In dieser mit schwärzestem Humor gewürzten, spannenden Groteske berichtet Ich-Erzähler Max in betont naiver Sprache geradezu lapidar von dem Ungeheuren, das er miterlebt oder als Täter – ohne jedes Schuldgefühl – selbst begangen hat. Der durch einen realen Fall inspirierte Hilsenrath konterkariert mit seiner scharfsinnigen Verspottung des verlogenen Philosemitismus auch die gängige Erwartungshaltung der Leser. In absurden Szenen ist sein ambivalenter Romanheld eine gelungene Karikatur seiner selbst, man kommt aus dem Schmunzeln kaum noch heraus, erfährt aber en passant auch viel Wissenswertes über die jüdische Geschichte, von der Thora über den Holocaust bis zur Gründung Israels. Zwischen abstrusem Witz und blutigem Ernst hat Hilsenrath hier literarisch eine bewundernswerte Balance gefunden und Adornos berühmtes Diktum über Auschwitz widerlegt.

Fazit: erfreulich

Meine Website: http://ortaia.de


Genre: Roman
Illustrated by dtv München

3 Gedanken zu „Der Nazi und der Friseur

  1. Hallo Bories, ich freue mich, eine Rezension über dieses Buch gefunden zu haben, das der Booktube-Welt und Literaturbloggern heute leider wenig bekannt zu sein scheint.
    Es haben sich zwei Fehler in Deine Rezension geschlichen: Es gibt keine Identifizierung einer Leiche im polnischen Wald als Max Schulz. Im Gegenteil, Finkelstein, ehemals Max Schulz, verfolgt ja in den Zeitungen, dass er weiterhin gesucht wird.
    Hilsenrath war auch nicht von einem wahren Fall inspiriert. Er hat erst später erfahren, dass es einen SS-Mann gab, der sich nach dem Krieg erfolgreich als Jude ausgegeben hat.
    Auch würde ich nicht sagen, Max Schulz sei “ohne jedes Schuldgefühl”. Du schreibst ja selbst, dass die Toten ihn verfolgen, die Vergangenheit ihn einholt.
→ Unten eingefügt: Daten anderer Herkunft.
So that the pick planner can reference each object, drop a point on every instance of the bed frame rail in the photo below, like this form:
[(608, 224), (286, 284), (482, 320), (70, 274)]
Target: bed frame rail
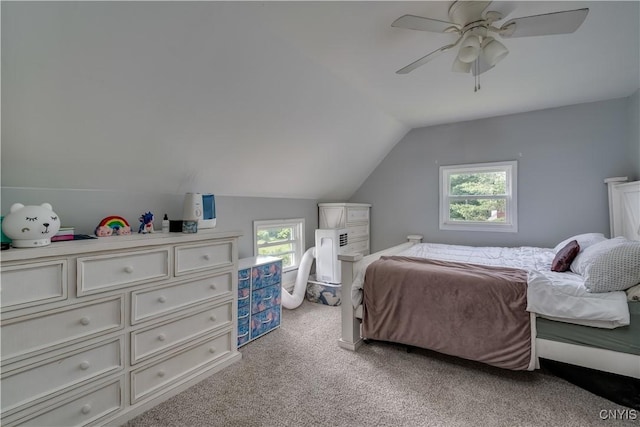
[(351, 264)]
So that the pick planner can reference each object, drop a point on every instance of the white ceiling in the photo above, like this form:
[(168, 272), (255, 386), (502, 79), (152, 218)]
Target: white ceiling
[(280, 99), (357, 43)]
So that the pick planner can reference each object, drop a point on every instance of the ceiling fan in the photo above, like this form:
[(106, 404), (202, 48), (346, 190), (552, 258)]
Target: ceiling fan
[(472, 22)]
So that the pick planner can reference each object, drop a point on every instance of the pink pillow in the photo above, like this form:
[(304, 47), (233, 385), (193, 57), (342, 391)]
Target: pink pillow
[(565, 256)]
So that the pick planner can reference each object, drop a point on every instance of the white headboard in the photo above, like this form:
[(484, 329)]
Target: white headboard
[(624, 207)]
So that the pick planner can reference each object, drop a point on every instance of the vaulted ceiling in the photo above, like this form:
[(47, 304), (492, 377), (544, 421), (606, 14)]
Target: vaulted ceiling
[(281, 99)]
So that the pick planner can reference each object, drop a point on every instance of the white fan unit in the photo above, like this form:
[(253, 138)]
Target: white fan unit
[(330, 243)]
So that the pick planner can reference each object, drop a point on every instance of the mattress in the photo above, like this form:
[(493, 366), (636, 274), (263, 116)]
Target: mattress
[(624, 339), (559, 296)]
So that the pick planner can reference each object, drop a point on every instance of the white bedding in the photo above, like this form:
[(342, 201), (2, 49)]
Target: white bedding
[(558, 296)]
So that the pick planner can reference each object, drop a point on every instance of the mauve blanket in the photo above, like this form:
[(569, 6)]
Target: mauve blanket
[(472, 311)]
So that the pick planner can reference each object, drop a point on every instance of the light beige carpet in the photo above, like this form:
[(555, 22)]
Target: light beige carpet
[(298, 376)]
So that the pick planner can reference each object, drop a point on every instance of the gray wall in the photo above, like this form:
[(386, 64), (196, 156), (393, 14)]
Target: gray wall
[(563, 154), (634, 130), (84, 209)]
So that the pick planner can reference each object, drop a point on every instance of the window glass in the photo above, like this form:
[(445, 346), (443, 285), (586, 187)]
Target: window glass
[(281, 238), (479, 197)]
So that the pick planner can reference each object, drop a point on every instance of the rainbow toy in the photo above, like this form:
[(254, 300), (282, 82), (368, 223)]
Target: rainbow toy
[(118, 224)]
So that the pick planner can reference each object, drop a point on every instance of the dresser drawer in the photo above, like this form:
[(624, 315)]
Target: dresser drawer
[(161, 300), (33, 284), (147, 342), (244, 296), (244, 278), (358, 232), (266, 320), (355, 215), (266, 275), (105, 272), (70, 369), (23, 335), (264, 298), (203, 257), (79, 409), (243, 329), (154, 378)]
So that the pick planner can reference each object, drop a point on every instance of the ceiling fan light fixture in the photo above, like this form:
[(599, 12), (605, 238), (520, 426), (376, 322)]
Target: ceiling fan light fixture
[(493, 51), (461, 67), (470, 49)]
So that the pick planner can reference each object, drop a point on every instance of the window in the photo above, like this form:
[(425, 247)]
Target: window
[(479, 197), (281, 237)]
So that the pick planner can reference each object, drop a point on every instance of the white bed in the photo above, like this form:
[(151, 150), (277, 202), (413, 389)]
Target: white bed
[(610, 308)]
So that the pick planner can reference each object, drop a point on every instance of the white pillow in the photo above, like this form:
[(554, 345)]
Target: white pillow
[(584, 240), (585, 257), (616, 270)]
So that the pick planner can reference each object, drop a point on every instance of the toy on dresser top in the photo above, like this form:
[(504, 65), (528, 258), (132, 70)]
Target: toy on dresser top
[(113, 225), (146, 223), (30, 226)]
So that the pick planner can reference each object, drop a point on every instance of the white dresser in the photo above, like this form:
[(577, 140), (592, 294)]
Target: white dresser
[(98, 331), (352, 216)]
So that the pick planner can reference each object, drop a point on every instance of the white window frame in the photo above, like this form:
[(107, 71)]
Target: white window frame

  2. Vielen Dank für den Kommentar. Zu den ‹Fehlern› ist anzumerken:

    1. Es gab sehr wohl eine Identifizierung! Mein berühmter Kollege Dieter Wunderlich, der für seine äußerst präzisen Inhaltsangaben bekannt ist, schreibt dazu (ich könnte es nicht besser, – er nennt sogar das Funddatum):

    «Im Dezember 1967 trifft Itzig Finkelstein den inzwischen über achtzig Jahre alten Amtsgerichtsrat Wolfgang Richter wieder und erinnert ihn an die Wette. Einige Zeit später verlangt Richter die Flasche Champagner, denn er hat herausgefunden, dass Max Schulz tot ist. Der Massenmörder erfror im Winter 1945 in einem Waldstück in Polen. Bauern fanden seine Leiche, die daraufhin am 2. Juni 1947 von den polnischen Behörden geborgen wurde. Itzig Finkelstein meint zwar, die Behörden hätten es sich zu leicht gemacht, aber Wolfgang Richter hält an seinen Erkenntnissen fest, und als Itzig ihm seine wahre Geschichte erzählt, befürchtet der pensionierte Amtsgerichtsrat, sein Gesprächspartner habe den Verstand verloren».

    © Dieter Wunderlich
    Quelle: https://www.dieterwunderlich.de/Hilsenrath-nazi-friseur.htm

    2. Bei meinen Recherchen bin ich seinerzeit auf diesen Hinweis gestoßen, aber da wir es hier ja nicht mit einem wissenschaftlichen Aufsatz zu tun haben, sondern mit einer Rezension, habe ich meine Quelle nicht mit abgespeichert. Mag sein, dass sie unzuverlässig war! Bei meinen heutigen Recherchen fand ich nichts, was mich widerlegt, – aber ist das wichtig?